The Chinese government’s top diplomat, State Councillor Wang Yi, said the two will meet on Friday and Saturday in the central Chinese city of Wuhan. Wang was speaking after meeting Indian Foreign Minister Sushma Swaraj in Beijing.
“This year, under the guidance of our leaders, the China-India relationship has realised good development and shown a positive momentum,” Wang said.
Both countries must now work hard to ensure the leaders’ meeting becomes a “new milestone” in ties, Wang added, according to China’s Foreign Ministry.
Going forward, China and India should also deepen their cooperation and appropriately handle differences, he added.
Modi has sought to re-set ties after disputes over issues including their disputed border with Tibet and other issues.

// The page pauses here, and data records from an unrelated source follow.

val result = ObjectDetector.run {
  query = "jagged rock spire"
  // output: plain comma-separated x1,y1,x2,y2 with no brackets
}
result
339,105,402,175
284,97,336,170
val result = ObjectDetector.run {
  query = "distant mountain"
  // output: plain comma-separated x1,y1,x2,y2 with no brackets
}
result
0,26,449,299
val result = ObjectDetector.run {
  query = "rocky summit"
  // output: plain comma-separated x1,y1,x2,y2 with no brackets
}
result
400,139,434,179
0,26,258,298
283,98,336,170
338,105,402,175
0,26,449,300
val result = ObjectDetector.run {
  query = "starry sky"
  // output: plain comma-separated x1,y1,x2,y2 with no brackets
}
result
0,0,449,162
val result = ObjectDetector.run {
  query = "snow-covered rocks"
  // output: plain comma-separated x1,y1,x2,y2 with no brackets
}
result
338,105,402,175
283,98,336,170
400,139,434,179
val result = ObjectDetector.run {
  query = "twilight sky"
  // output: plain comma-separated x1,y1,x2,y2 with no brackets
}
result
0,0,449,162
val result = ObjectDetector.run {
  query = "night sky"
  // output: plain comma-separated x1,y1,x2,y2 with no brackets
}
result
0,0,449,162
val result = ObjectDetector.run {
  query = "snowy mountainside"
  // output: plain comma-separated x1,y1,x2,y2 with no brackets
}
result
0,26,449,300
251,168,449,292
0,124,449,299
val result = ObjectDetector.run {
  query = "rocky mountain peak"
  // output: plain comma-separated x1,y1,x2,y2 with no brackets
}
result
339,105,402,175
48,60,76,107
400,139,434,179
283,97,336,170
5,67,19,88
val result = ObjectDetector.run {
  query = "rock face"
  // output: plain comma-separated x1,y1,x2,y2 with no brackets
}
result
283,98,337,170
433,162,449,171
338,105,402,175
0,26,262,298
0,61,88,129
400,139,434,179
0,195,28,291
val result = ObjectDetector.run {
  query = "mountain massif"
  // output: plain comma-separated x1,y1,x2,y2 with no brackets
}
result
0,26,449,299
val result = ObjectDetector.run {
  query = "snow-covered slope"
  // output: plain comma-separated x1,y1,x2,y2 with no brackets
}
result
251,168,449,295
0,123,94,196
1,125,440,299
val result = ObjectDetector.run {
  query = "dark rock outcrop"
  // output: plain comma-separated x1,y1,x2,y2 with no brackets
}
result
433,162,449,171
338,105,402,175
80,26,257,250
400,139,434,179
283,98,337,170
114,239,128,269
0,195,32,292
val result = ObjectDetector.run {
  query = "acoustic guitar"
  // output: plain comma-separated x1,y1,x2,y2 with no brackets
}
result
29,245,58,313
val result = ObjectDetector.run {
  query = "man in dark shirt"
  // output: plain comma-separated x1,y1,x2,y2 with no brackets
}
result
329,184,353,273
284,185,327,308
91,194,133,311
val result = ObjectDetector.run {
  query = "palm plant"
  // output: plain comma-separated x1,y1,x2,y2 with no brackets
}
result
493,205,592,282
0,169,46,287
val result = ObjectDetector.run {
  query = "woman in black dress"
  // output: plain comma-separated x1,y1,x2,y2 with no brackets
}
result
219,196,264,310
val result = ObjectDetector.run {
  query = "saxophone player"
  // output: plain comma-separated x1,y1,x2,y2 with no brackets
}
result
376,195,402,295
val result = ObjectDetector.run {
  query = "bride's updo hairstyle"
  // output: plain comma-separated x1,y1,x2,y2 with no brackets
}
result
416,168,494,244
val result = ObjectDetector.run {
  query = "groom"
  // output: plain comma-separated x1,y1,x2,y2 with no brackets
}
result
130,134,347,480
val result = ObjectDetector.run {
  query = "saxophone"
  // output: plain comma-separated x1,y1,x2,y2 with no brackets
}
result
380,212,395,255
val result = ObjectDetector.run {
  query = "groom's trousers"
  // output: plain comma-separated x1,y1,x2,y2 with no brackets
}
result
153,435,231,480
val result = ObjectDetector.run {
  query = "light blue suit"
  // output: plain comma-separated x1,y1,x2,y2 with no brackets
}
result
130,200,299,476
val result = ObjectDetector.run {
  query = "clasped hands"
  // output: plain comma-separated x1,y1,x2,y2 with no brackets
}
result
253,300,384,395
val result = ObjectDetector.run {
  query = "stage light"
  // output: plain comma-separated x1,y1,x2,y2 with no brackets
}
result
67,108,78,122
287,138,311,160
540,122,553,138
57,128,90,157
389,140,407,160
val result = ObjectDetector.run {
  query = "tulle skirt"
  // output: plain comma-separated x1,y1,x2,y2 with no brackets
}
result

The Asian giants were locked in a 73-day military stand-off in a remote, high-altitude stretch of that boundary last year. At one point, soldiers from the two sides threw stones and punches.
The confrontation between the nuclear-armed powers in the Himalayas underscored Indian alarm at China’s expanding security and economic links in South Asia.
China’s ambitious Belt and Road initiative of transport and energy links bypasses India, apart from a corner of the disputed Kashmir region, also claimed by Pakistan, but involves India’s neighbours Sri Lanka, Nepal and the Maldives.
Modi’s previously unannounced Wuhan trip is even more unusual in that he will visit China again in June for a summit in Qingdao of the China and Russia-led security grouping, the Shanghai Cooperation Organisation, which India joined last year.
It is almost unheard of for foreign leaders to visit China twice in such close succession. Xi is also extending Modi the rare honour of a meeting outside of Beijing, which almost never happens unless there is a multilateral summit taking place.
Modi’s nationalist government has reversed course on its relationship with Beijing apparently after realising its hard line on China was not working.
Exiled Tibetan spiritual leader the Dalai Lama, who lives in India and who China considers a dangerous separatist, is also facing the cold shoulder.
In March, India issued an unprecedented ban on Tibetans holding a rally with the Dalai Lama in New Delhi to mark the 60th anniversary of the start of the failed uprising against Chinese rule.
Other areas of disagreement remain however between Beijing and New Delhi.
China has blocked India’s membership of a nuclear cartel and it has also been blocking U.N. sanctions against a Pakistan-based militant leader blamed for attacks on India.